Developing Countries Wants Tariffs On Digital Import


Developing Countries Wants Tariffs On Digital Import
According to reports quoting trade officials and documents, people could be forced to pay duties on software and movie downloads if, next week, India or South Africa makes good on threats which would end a 20-year global moratorium on imposing tariffs on digital trade.
Any tariffs on import of the so-called “electronic transmissions”, which is estimated to be about $255 billion a year, have been postponed by World Trade Organization (WTO) members since 1998.
There is a thinking that this arrangement is beneficial for the richer countries considering the fact that such a moratorium on tariffs has found strong support from the United States from the beginning and it is believed that bilk of the loss in customs duty affected the developing economies.
There is however growing pressure to remove moratorium because the loss of revenues is increasing as more books and movies becoming digital.

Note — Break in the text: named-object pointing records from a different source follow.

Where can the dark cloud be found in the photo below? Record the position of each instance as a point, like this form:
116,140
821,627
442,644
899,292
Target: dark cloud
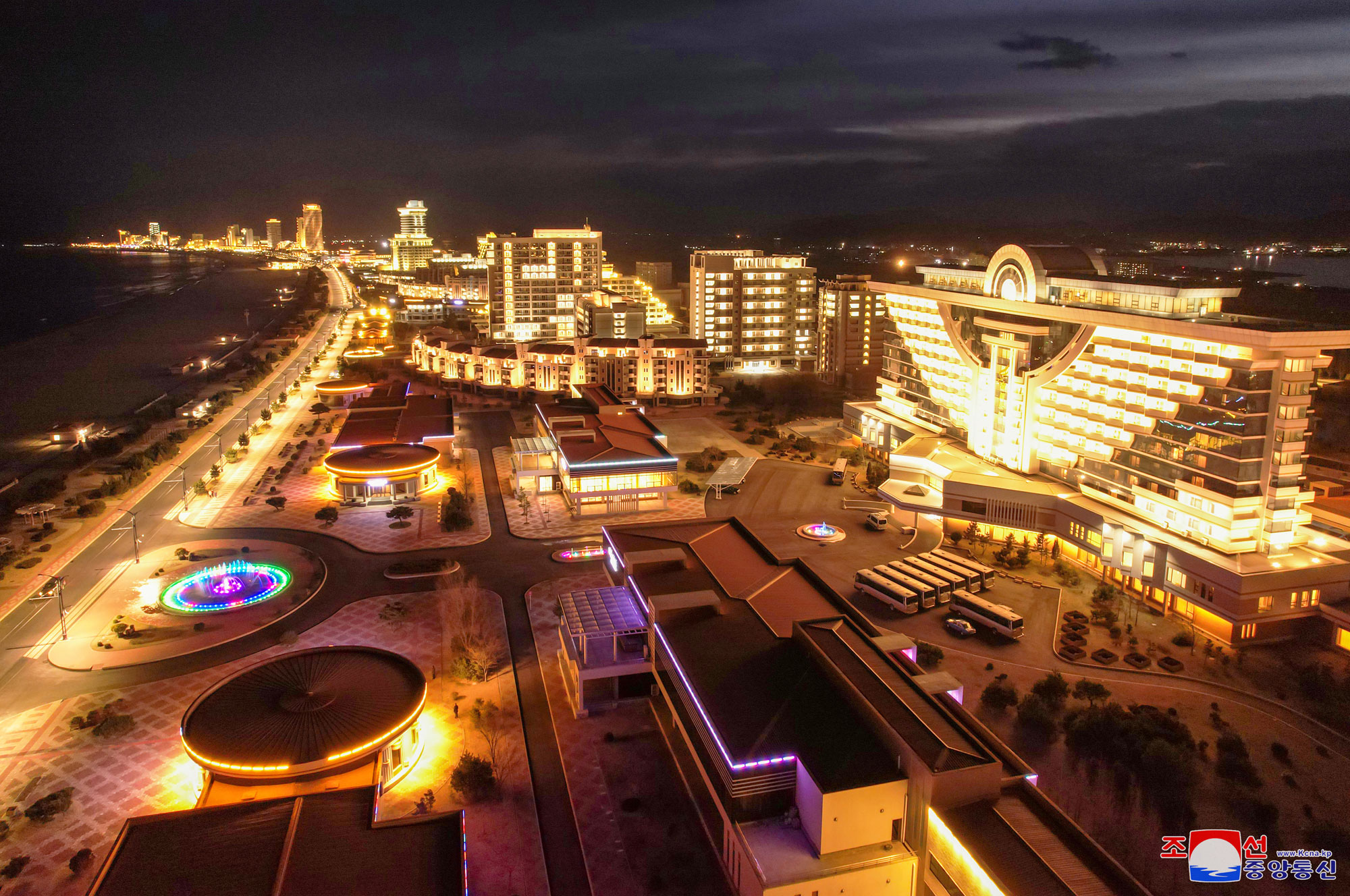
1064,53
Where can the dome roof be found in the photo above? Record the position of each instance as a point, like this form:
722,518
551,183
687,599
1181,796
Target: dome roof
303,713
381,459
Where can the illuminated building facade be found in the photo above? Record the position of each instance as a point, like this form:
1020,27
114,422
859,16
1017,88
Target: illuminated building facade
411,249
310,229
601,455
757,311
1158,437
649,370
538,281
853,323
820,756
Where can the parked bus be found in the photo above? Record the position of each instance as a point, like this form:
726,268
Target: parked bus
982,612
927,596
886,592
986,573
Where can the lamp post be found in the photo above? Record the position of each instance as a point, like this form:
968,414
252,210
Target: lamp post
57,589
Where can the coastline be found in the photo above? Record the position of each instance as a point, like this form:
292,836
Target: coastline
106,366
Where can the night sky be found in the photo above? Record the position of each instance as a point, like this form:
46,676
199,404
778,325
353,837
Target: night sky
688,117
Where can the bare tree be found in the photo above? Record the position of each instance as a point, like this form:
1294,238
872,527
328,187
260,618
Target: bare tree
470,625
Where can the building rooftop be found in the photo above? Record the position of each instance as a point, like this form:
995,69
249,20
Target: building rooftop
291,847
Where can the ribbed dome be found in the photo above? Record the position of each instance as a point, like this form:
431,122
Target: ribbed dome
327,705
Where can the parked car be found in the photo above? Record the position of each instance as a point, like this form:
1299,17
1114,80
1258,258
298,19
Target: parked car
961,628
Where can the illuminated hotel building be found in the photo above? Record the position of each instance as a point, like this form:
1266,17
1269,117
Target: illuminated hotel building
310,229
820,758
1159,438
755,311
601,455
411,248
851,333
649,370
538,281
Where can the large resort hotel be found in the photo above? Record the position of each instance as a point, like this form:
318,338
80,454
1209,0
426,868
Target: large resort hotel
821,759
1156,438
391,445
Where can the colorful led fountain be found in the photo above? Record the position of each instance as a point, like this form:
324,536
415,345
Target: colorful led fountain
821,532
226,586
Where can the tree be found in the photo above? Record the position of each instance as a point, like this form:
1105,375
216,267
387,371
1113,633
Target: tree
488,720
473,778
475,634
1054,690
1090,692
998,696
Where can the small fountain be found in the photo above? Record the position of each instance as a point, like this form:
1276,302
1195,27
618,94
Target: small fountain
226,586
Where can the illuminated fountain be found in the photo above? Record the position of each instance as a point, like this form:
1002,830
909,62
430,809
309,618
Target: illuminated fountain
821,532
226,586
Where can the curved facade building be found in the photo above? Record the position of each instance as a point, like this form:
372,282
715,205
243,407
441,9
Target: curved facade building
1159,437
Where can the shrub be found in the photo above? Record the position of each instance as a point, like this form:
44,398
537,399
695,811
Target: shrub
14,867
473,778
998,696
929,655
1054,690
51,806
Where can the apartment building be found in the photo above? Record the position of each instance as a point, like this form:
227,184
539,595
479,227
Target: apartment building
853,322
1160,439
819,755
649,370
539,280
757,312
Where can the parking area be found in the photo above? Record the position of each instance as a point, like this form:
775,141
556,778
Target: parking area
778,497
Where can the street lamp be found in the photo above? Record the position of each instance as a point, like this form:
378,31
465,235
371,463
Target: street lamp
56,589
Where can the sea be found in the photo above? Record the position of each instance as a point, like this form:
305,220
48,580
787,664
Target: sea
92,334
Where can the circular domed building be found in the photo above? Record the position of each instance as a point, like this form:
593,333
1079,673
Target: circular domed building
310,715
383,472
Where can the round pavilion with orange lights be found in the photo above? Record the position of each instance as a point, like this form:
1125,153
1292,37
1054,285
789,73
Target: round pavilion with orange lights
383,473
310,715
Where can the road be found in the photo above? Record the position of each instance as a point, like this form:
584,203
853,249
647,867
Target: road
506,565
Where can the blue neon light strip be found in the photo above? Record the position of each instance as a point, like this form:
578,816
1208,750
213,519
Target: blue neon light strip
699,705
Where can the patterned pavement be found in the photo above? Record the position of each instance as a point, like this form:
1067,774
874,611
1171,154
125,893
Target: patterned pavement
146,771
560,520
608,864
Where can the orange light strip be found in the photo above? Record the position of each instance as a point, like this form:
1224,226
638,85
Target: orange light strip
387,735
203,760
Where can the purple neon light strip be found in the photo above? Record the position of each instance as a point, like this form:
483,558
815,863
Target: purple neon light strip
699,705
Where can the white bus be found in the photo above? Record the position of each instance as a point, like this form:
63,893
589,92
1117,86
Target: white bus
901,577
982,612
886,592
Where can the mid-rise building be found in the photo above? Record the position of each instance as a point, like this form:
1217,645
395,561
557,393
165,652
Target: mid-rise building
649,370
657,275
1160,441
757,311
538,281
820,756
411,249
853,320
310,229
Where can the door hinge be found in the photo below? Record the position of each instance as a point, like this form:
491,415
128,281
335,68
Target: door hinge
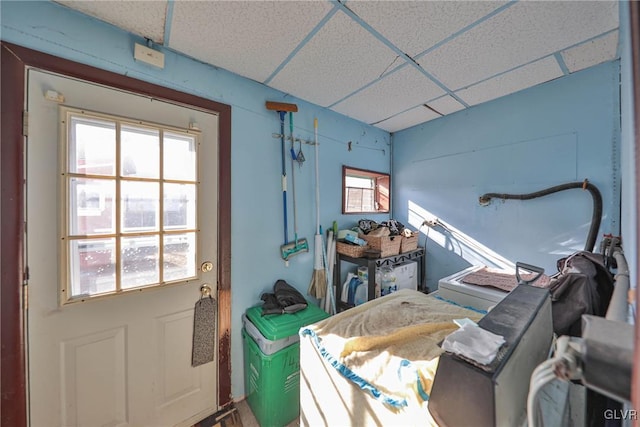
25,123
25,297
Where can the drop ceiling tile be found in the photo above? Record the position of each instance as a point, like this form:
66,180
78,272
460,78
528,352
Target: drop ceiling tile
392,94
520,34
415,26
407,119
529,75
249,38
144,18
445,105
591,53
341,58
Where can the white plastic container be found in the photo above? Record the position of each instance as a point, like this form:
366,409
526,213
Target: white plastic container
479,297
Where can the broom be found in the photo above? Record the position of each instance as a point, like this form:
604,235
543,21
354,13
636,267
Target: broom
318,284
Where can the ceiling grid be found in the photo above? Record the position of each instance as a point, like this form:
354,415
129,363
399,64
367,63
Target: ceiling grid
380,62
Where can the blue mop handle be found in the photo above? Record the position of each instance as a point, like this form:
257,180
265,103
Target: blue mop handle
284,175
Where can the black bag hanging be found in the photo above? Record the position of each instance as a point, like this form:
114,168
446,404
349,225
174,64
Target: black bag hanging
284,299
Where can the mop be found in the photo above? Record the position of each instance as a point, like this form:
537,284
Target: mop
298,245
287,249
318,285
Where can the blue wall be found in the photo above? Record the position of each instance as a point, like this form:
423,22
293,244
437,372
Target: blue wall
629,214
256,190
563,131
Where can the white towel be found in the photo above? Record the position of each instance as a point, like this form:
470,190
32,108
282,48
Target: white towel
474,343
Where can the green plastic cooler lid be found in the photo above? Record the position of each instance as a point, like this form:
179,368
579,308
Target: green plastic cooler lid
278,326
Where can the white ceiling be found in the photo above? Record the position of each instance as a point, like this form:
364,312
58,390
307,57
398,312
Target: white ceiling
393,64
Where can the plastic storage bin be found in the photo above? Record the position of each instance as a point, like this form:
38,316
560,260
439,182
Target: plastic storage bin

Rising digitalization compelled “a rethink of the role of the temporary moratorium” last year, said India and South Africa as they also circulated an internal WTO document. The countries also cited the potential of manufacturing products using 3D printing. Renewal of the moratorium at the WTO will require a full consensus and it is to be decided next week.
It was “still consulting on this important decision”, South Africa’s WTO Ambassador Xolelwa Mlumbi-Peter said in an emailed response this week to the media when asked about the country’s position on the issue.
There were no comments available from India.
“At the moment there are a number of countries that feel confident they can stand aside from the global consensus,” said the International Chamber of Commerce’s (ICC) Secretary General John Denton. “It could break the Internet.”
The ban or the moratorium is set to expire at the end of this year and 21 countries including China and Canada have pushed a proposal to at least extend the ban for another six months.
“A large part of the WTO has signaled its support for the Moratorium”, said deal-broker Switzerland.
Analysts and experts predict that it would be difficult to impose such import duties because of the difficulty to ascertain how the rates can be determined and the origin of the digital product and therefore difficulty in deciding on whether it was imported or not.
“How do you put a tariff on a byte? How would you capture millions of data flows from multiple sources flowing across countries’ borders every minute of every day,” asked Denton.
But bow the first possible answers to those questions seem to be emerging out of Indonesia. In 2018, tariff codes for digital goods were created by Indonesia and it has fixed the level at 0 percent for now.
“If someone tries to experiment putting customs duties on even a limited set of products or services, then there is a risk of immediate retaliation absent of the dispute settlement function,” said the ICC’s Andrew Wilson.